Nest found by walkers
(23rd January 2017)
Wellington Walkers were out on the Reserve this week, clearing some of the paths over at the Donnerville Spinney and guess what they came
across….. a beautiful little harvest mouse nest.
Pier on Tee Lake
The Friends have been busy with pier construction at the northern end of Tee Lake. This will protect the bank from erosion.
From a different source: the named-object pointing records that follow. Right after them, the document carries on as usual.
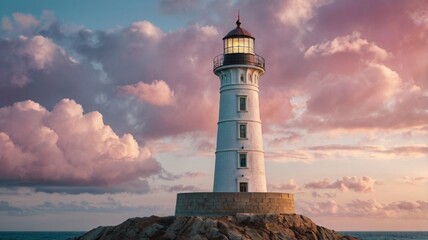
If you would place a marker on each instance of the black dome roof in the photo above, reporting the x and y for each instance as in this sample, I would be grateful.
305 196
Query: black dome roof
238 32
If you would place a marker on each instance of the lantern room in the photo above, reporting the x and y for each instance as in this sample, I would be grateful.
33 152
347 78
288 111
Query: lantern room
238 40
238 49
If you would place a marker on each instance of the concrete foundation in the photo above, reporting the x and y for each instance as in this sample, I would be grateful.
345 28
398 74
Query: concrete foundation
231 203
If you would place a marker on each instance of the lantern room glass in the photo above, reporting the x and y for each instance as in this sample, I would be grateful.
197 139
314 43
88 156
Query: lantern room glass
239 45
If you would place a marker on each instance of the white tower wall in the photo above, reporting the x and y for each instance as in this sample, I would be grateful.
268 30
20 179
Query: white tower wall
239 81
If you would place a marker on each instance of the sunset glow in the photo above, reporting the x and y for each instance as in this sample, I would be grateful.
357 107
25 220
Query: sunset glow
108 109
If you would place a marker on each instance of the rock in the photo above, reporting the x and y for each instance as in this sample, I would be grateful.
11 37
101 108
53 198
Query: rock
239 227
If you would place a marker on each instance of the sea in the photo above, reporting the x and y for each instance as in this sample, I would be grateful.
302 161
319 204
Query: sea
70 235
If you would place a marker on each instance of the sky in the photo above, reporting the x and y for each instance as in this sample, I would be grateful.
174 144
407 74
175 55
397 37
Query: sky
109 109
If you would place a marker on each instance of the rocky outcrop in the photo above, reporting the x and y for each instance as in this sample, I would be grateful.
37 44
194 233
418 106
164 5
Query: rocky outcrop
240 226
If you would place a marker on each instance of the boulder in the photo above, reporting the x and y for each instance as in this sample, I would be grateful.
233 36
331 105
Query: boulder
238 227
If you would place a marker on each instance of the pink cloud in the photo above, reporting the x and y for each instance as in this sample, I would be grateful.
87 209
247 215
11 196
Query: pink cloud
349 43
291 185
66 147
25 20
6 24
414 180
157 93
363 184
146 29
366 208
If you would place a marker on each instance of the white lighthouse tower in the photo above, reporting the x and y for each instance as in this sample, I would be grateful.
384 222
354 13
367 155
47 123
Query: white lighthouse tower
239 178
239 165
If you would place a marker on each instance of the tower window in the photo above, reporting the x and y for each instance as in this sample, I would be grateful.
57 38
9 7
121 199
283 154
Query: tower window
243 187
242 130
242 103
242 160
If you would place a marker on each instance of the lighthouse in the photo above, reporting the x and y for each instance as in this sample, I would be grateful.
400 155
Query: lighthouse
239 162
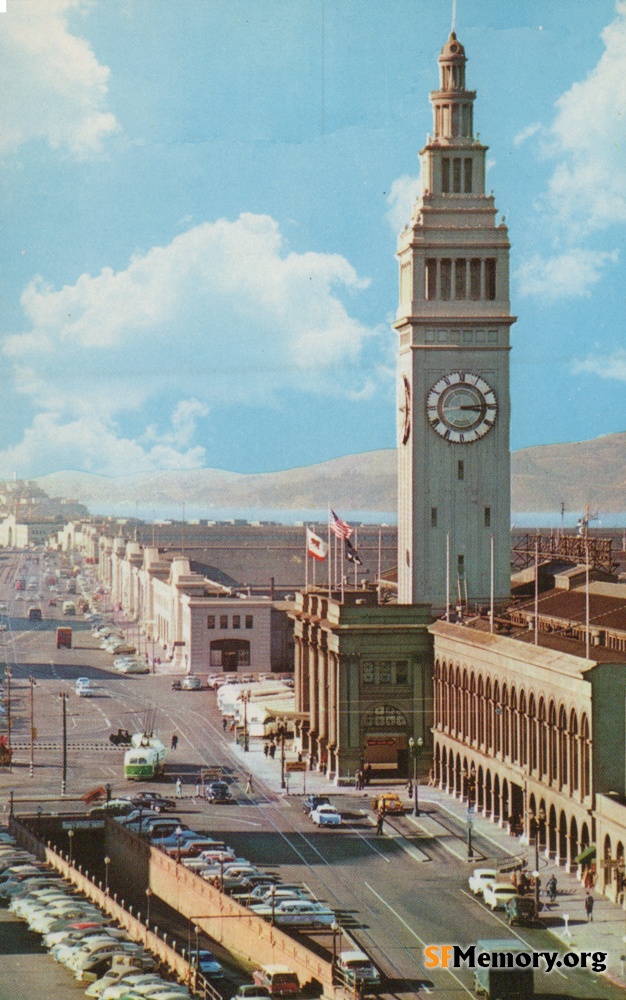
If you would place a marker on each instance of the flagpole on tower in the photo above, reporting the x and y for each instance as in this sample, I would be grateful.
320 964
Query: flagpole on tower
330 556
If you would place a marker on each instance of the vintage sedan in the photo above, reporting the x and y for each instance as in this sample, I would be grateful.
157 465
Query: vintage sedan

A busy month for us! We also planted a holly hedge.
(17th January 2017)
The long pool north of the football pitch opposite the old Charlton School has become choked
by reedmace. In line with Telford and Wrekin’s conservation plan the Friends are required to remove 50% of it over a period of 2 years to maintain a diverse habitat. Left to itself the pool would ultimately become a wood. There are two basic methods
of reedmace removal – one is mechanical i.e. to use a JCB or similar, and the other is to use many hands in an unpleasant and hazardous environment. Using a JCB in this situation could cause damage to the environment and the Friends don’t have
access to a great many hands, so they have devised a method using a 1000kg caravan winch, a fabricated grab hand and a canoe, to make light work of this task. Enjoy the video.
(9th January 2017)
Some of the Friends have been practicing the ancient art of coppicing in one of the woods on the reserve. As well as a vital source of materials
for a variety of rural crafts, coppicing, is a recognised method of woodland management. A healthy wood, maximum diversity, maintains a good balance between its canopy, understory, field & ground layers. Conservation practices are used to maintain this
balance, coppicing being one of them. The coppicing is carried out on an annual cycle moving through the wood and then returning to the first coppiced area in, let's say 7 years, to start the cycle again. Coppicing also rejuvenates the trees, some coppice
stools are hundreds of years old and are an important genetic link back to ancient woodlands
Sequoiadendron giganteum (Wellingtonia)
(6th December 2016)
Everything about this month's tree is on a massive scale. If you exclude fungi, it is the largest living organism on the planet. It is almost the tallest tree (the Californian Redwood being this, 366 feet tall). It has
a girth of 80 feet (the ground floor size of most of our homes!) and lives for over 3000 years!!
We have a circle of these trees, just south of the Silkin Way. They are about 20 feet high and were probably seedlings ...in the year 2000AD and thus planted to celebrate the new century. As these trees grow, they will become a major, if not the major feature, of the nature reserve and indeed Wellington. This is especially significant given their common
name of Wellingtonia. Provided the park is protected from development, they could still be here in the year 5000AD!!! Not a bad legacy from us, to pass on to future generations.